Ten aanzien van cliënt wordt over vermogen of verkregen voordeel in het geheel niet gerept!
8. Het is dus niet zo dat de rechtbank de tenlastegelegde handelingen verkopen en afleveren min of meer klakkeloos heeft weggestreept, uit het dossier blijkt ook evident dat het niet cliënt was die zich met deze handelingen heeft bezig gehouden.
(…)
Artikel 6 lid 2 EVRM
(…)
15. In onderhavige zaak is de ontnemingsvordering gebaseerd op de verkoopprijs van de hennep, afkomstig uit zowel een kwekerij als uit een kas waar henneptoppen zijn aangetroffen.

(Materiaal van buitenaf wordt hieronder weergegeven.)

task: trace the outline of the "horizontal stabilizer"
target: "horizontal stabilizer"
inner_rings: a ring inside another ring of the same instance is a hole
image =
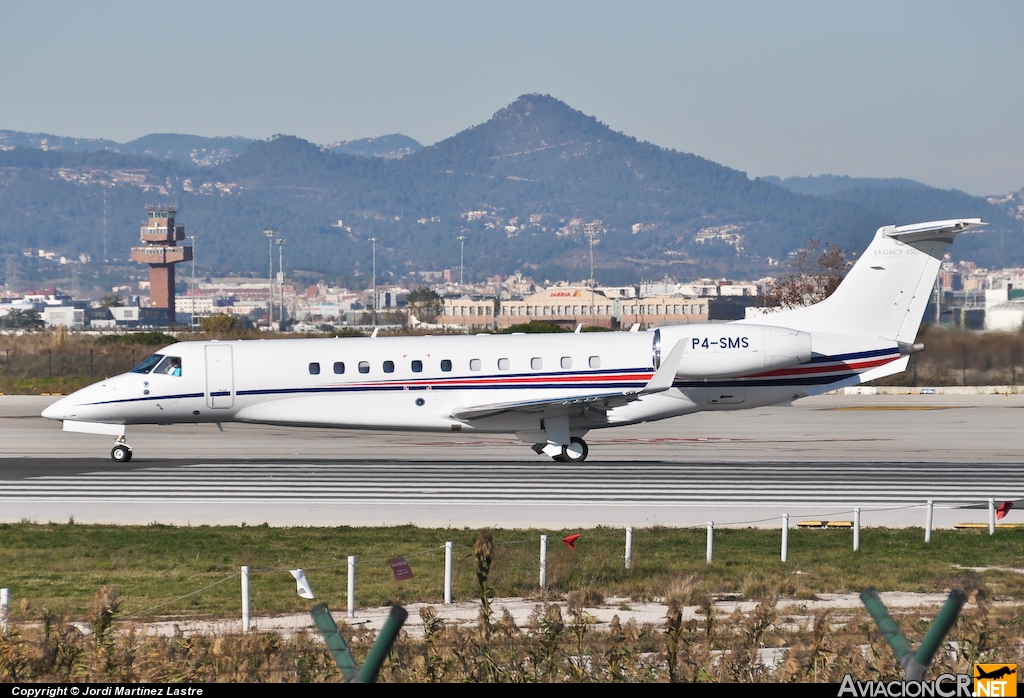
[[[988,223],[983,223],[980,218],[956,218],[948,221],[930,221],[886,228],[885,236],[906,243],[935,240],[950,244],[953,242],[953,238],[960,233],[983,225],[988,225]]]

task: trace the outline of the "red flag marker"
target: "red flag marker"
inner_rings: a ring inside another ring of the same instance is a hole
[[[1013,502],[1003,502],[996,507],[996,518],[1001,519],[1006,516],[1007,512],[1013,509]]]
[[[575,550],[576,549],[576,541],[579,539],[579,537],[580,537],[580,534],[573,533],[571,536],[566,536],[565,538],[563,538],[562,542],[565,543],[566,545],[568,545],[573,550]]]

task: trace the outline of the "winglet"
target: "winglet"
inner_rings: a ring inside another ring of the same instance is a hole
[[[651,380],[647,382],[647,385],[640,391],[640,394],[661,393],[671,388],[672,382],[676,379],[676,371],[679,370],[679,364],[683,362],[683,353],[685,351],[686,340],[683,339],[676,342],[675,347],[669,352],[668,357],[661,362],[661,367],[654,372]]]

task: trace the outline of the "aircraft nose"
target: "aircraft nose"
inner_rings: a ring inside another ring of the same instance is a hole
[[[47,419],[65,419],[65,415],[68,413],[68,399],[62,397],[57,402],[53,403],[45,410],[43,410],[43,416]]]

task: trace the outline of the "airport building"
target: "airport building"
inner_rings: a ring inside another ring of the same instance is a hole
[[[164,310],[165,322],[173,325],[174,265],[192,259],[191,247],[178,247],[185,239],[185,226],[176,225],[176,206],[147,206],[146,221],[139,232],[144,245],[132,248],[132,261],[149,265],[149,307]]]
[[[446,298],[438,323],[470,330],[505,329],[542,320],[572,329],[595,325],[610,329],[707,322],[708,298],[678,295],[618,297],[589,288],[556,286],[517,300],[502,300],[495,314],[493,298]]]

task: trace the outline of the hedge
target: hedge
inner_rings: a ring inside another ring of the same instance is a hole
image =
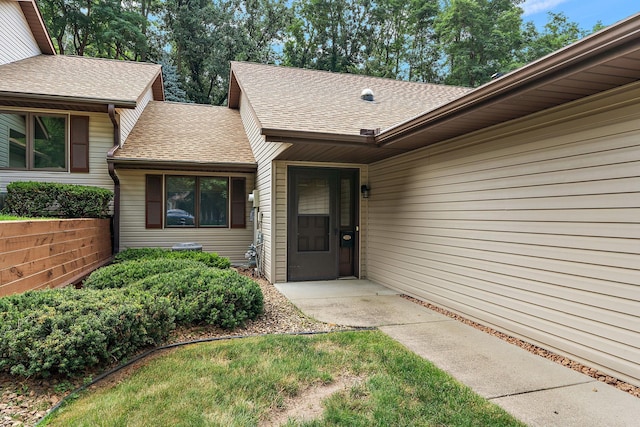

De vermeende opbrengst is pondspondsgewijs verdeeld over cliënt en zijn medeverdachten. Cliënt is echter slechts veroordeeld voor het telen en bewerken van de hennep. Hij is vrijgesproken van liet tenlastegelegde verkopen en afleveren. Hoewel ook in onderhavige zaak gezegd kan worden dat het wellicht aannemelijk is dat cliënt voor het telen van de hennep enige vergoeding heeft ontvangen, maakt dit niet dat er vanuit gegaan kan worden dat het een evenredig deel van de verkoop van de hennep is toegekomen, nu hij immers is vrijgesproken van het verkopen.”